The Old Mill in Oley is a traditional 4'x'5'oil of a traditional mill. The Washhouse is a study of summer sunlight on a modest red-roofed structure that Longacre admired during one June Sunday afternoon birthday party held at the Moyer farm. Footsteps to the River (The Mouns Jones House) won first prize for the Schuylkill River Heritage Area.
Mid-Winter Homecoming is a giclee fine art reproduction of a farm in the Oley Valley and one of her favorite subjects she calls a “grand old farm” to which she returns for inspiration since she discovered it in 1980.
Her first large painting of it, Mid-Winter Morning is part of the collection mounted at Landis Store and became the first print Longacre offered in 1985. In 2004 she completed another painting of it, reversing the original and offered it successfully as a giclee print from which she had small prints made for charity. In 2006 she created it again in watercolor and used it as her Christmas card.
Zuber has added Longacre's work to his Boyertown office recently as well. Boyertown features The Victorian House , an acrylic on canvas, Oh, Christmas Tree , Mid-Winter Homecoming , The Pay School and Valentine's Day , a lovely stone barn with a valentine carved into the wooden shutters.
Longacre describes her Christmas Tree Portrait, a painting of a Victorian-styled, fully decorated Christmas tree, as “all dressed up for the holiday in an ornate gilded frame.”
Longacre recalls that the first of her Christmas Tree paintings belongs to Bob Hilbert as part of his collection of Longacre originals; but Longacre has changed colors, background, and decorations on the tree over the years and has recently added glitter which “decorates” her studio through spring each year.
Also featured in Boyertown is Longacre's hand enhanced glicee entitled “Pay School,” a beloved building throughout Longacre's life located on Hoffmansville Road.
Of Pay School , Longacre shared that she drove by the schoolhouse everyday of her life contemplating the many secrets it held of children who played in the schoolyard, of town meetings held by assorted citizens, and of the teachers who brought their knowledge to the quiet countryside.
She described the mix of feelings watching the humble building “age” over the years.
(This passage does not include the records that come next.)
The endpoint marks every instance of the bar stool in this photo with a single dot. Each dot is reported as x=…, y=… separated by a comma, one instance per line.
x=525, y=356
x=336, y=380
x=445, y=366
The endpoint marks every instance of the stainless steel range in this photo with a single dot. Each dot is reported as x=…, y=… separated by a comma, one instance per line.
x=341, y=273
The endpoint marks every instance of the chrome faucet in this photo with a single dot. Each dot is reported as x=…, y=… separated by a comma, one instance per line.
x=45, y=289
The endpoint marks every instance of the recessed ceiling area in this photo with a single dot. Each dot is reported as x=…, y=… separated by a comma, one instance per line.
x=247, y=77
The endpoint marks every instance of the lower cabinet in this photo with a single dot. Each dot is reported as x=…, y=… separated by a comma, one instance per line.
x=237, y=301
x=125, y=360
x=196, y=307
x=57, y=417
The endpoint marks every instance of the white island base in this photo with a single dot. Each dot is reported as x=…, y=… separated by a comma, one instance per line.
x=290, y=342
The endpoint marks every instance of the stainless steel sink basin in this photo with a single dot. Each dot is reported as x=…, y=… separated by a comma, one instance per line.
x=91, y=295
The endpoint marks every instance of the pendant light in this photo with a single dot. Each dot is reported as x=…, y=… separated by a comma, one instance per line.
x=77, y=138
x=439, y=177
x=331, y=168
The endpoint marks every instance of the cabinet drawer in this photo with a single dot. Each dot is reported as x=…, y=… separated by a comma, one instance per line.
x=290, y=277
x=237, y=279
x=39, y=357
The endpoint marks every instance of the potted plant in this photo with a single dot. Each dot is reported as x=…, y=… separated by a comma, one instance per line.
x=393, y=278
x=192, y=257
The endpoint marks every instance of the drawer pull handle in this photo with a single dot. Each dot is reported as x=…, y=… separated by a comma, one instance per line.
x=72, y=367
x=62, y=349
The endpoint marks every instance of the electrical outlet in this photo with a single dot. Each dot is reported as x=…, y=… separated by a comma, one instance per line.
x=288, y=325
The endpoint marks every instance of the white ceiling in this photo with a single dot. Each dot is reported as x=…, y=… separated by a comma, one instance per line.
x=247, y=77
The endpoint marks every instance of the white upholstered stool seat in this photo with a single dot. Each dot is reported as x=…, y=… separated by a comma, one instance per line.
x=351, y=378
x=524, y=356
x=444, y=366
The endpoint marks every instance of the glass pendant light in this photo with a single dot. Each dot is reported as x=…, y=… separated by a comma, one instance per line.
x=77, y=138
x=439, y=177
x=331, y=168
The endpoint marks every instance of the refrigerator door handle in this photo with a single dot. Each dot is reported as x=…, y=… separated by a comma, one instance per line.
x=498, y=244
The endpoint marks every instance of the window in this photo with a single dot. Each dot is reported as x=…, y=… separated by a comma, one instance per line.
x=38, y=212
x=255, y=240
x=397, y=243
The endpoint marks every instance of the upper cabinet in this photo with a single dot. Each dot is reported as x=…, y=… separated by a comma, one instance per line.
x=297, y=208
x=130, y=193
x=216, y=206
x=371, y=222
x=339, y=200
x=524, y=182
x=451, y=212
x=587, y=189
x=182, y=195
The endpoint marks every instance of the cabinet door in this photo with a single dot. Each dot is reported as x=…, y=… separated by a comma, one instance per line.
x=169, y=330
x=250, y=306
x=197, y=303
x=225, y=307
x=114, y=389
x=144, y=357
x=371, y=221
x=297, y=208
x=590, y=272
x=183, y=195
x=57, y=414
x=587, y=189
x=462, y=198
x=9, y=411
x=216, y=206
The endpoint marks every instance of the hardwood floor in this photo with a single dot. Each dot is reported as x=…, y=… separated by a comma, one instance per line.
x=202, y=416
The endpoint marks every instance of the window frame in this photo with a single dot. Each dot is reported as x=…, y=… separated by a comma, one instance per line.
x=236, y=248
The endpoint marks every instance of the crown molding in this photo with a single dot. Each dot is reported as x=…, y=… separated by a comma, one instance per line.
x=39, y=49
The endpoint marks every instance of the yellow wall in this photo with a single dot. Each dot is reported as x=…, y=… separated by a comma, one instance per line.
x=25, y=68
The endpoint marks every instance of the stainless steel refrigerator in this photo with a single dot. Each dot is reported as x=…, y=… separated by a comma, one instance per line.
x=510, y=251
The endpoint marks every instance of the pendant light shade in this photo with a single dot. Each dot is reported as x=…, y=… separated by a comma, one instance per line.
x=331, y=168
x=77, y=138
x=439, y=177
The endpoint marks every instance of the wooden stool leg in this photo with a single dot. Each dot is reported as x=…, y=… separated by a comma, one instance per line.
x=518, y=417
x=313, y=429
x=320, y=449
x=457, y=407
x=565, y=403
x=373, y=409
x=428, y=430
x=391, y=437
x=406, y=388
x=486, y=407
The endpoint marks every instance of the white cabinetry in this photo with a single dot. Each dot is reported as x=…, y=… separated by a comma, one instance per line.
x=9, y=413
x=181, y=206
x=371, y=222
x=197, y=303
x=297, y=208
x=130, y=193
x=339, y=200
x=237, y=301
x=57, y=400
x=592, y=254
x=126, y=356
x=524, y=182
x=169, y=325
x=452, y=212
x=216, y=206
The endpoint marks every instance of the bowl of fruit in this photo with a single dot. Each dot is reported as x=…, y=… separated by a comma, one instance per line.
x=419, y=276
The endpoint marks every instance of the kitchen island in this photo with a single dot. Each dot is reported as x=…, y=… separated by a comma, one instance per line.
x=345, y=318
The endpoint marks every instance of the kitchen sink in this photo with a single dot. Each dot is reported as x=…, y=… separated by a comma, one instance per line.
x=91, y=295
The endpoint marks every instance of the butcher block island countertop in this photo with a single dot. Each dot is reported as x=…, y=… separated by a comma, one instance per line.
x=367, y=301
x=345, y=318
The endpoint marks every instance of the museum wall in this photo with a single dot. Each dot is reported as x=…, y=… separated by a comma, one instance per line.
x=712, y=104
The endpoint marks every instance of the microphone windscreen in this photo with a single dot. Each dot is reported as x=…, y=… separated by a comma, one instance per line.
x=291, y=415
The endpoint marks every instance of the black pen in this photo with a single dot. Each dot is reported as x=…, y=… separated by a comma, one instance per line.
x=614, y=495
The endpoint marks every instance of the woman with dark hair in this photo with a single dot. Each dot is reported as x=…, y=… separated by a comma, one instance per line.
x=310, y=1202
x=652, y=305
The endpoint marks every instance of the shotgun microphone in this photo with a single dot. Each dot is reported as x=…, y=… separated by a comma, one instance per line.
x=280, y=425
Knowing that her beloved building was doomed for the bulldozer one day, eager to meet the requests of residents who loved the building or who had relatives who schooled there, and wanting to capture the image before its demise or before it was repointed and lost its integrity, Longacre made Pay School her mission in recent work recognizing her own life journey in the building's maturation. “It's my gift to the community,” she said.
“I drew the building four times before I was satisfied. The perspective was a nightmare. I did a series of the school in each of the seasons combining watercolor and pen and ink at the request of some of my fans.”
“It was high time we captured the image,” Longacre noted. “You just never know. Like all of us, ‘Here today, gone tomorrow.' And when I went to the site last year and looked into the building through the broken windows, the beauty of the shades and shadows in the ruins and the mixture of dark and light took my breath away. I knew it was time to bring this beauty to life.”
The Pay School, which operated from 1846-1868, served the Congo area's families who pooled their money to provide education for their children. One of the school's last teachers went on to become one of the first professors to teach at today's prestigious Perkiomen Preparatory Academy.